= Société Anonyme de Gérance et d'Armement =

The Rothschild Bank founded the Société Anonyme de Gérance et d'Armement (also known by its acronym SAGA) in 1919 for the management of French state-owned ships.

==History==

In 1920, SAGA operated the coal fleet of the Compagnie des Chemins de Fer du Nord, a railway company also owned by the Rothschild group.

Acquisitions:
- 1926 Compagnie des Bateaux à Vapeur du Nord
- 1934 Union Maritime
- 1935 Compagnie Franco-Africaine de Navigation
- 1939 Société Navale de l'Ouest. Founded to operate scheduled services to Algeria and West Africa.
- 1963 Société Nationale d'Affrêtements. Founded in 1916 by the Chemins de fer de Paris à Lyon et à la Méditerranée to transport coal imported from England. Nationalised by the French Government in 1937, the company was owned by SNCF but maintained its own management until 1963 when the company and its eight ships were purchased by SAGA.

Subsidiaries
- 1927 Angleterre-Lorraine-Alsace Société Anonyme de Navigation. This company operated services between Tilbury and Dunkirk. Later the English port was changed to Folkestone. All services were abandoned in 1936.
- 1929 Compagnie Chérifienne d'Armements
- 1957 Société Navale de la Sanaga (jointly with Péchiney),
- 1964 CETRAMAR (jointly with Chargeurs Réunis, Louis-Dreyfus and Union Navale),
- 1965 Normandy Ferries (jointly with General Steam Navigation Company). Later bought out by P&O Ferries to become P&O Normandy Ferries.
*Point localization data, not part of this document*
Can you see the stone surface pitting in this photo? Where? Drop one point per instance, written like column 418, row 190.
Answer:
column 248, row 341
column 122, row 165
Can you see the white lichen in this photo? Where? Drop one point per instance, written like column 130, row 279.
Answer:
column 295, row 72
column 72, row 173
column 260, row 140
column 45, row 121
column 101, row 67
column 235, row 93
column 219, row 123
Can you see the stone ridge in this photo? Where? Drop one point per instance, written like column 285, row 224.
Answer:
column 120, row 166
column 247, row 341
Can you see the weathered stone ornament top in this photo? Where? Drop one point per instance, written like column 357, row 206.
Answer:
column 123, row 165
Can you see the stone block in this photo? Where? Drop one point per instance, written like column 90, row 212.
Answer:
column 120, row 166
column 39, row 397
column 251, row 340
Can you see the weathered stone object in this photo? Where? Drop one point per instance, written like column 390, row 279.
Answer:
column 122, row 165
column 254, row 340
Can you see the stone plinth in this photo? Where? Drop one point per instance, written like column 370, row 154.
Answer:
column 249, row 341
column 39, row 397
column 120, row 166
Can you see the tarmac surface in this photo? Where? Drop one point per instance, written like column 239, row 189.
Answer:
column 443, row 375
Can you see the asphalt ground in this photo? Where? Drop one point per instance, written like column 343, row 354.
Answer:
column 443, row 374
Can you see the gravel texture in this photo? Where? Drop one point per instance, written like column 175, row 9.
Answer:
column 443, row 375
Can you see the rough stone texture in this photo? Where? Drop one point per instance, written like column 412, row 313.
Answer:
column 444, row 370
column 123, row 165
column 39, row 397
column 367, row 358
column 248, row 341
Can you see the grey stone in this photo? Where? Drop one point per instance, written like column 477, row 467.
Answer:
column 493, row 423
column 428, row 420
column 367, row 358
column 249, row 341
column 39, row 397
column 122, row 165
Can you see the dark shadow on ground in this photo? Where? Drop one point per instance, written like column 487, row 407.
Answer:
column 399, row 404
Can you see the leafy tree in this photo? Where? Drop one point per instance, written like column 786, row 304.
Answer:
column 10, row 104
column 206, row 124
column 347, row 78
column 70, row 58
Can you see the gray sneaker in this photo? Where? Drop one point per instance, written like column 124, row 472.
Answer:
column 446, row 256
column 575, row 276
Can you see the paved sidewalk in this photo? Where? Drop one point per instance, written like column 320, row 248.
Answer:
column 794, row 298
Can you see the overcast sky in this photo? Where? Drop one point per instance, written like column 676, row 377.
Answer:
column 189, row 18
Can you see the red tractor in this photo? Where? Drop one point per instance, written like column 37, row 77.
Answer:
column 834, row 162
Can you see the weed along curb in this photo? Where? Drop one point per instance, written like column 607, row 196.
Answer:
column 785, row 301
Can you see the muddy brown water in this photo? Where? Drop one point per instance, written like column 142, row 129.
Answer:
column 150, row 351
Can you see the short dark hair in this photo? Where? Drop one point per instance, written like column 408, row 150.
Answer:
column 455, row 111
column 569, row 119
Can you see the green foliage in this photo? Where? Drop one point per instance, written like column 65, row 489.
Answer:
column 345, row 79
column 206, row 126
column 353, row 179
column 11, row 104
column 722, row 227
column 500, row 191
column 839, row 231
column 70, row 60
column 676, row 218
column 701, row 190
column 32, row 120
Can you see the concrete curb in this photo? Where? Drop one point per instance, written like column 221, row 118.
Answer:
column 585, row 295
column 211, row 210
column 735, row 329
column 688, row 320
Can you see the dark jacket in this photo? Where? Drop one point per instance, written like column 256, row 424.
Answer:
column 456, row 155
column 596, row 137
Between 1968 and 1982 SAGA withdrew from shipping services and now as part of Bolloré Investissement SA provides sea, air, and inland transport services.

==List of ships==

===Angleterre-Lorraine-Alsace Société Anonyme de Navigation===
- 1927-1932 TSS Lorrain formerly the TSS Rathmore.
- 1927-1936 TSS Alsacien formerly the TSS Duke of Argyll.
- 1927-1936 TSS Flamand formerly the TSS Londonderry.
- 1927-1936 TSS Picard formerly the TSS Duke of Cumberland.
- 1934-1947 SS Twickenham Ferry operated as HMS Twickenham by the Royal Navy from 1940 to 1945.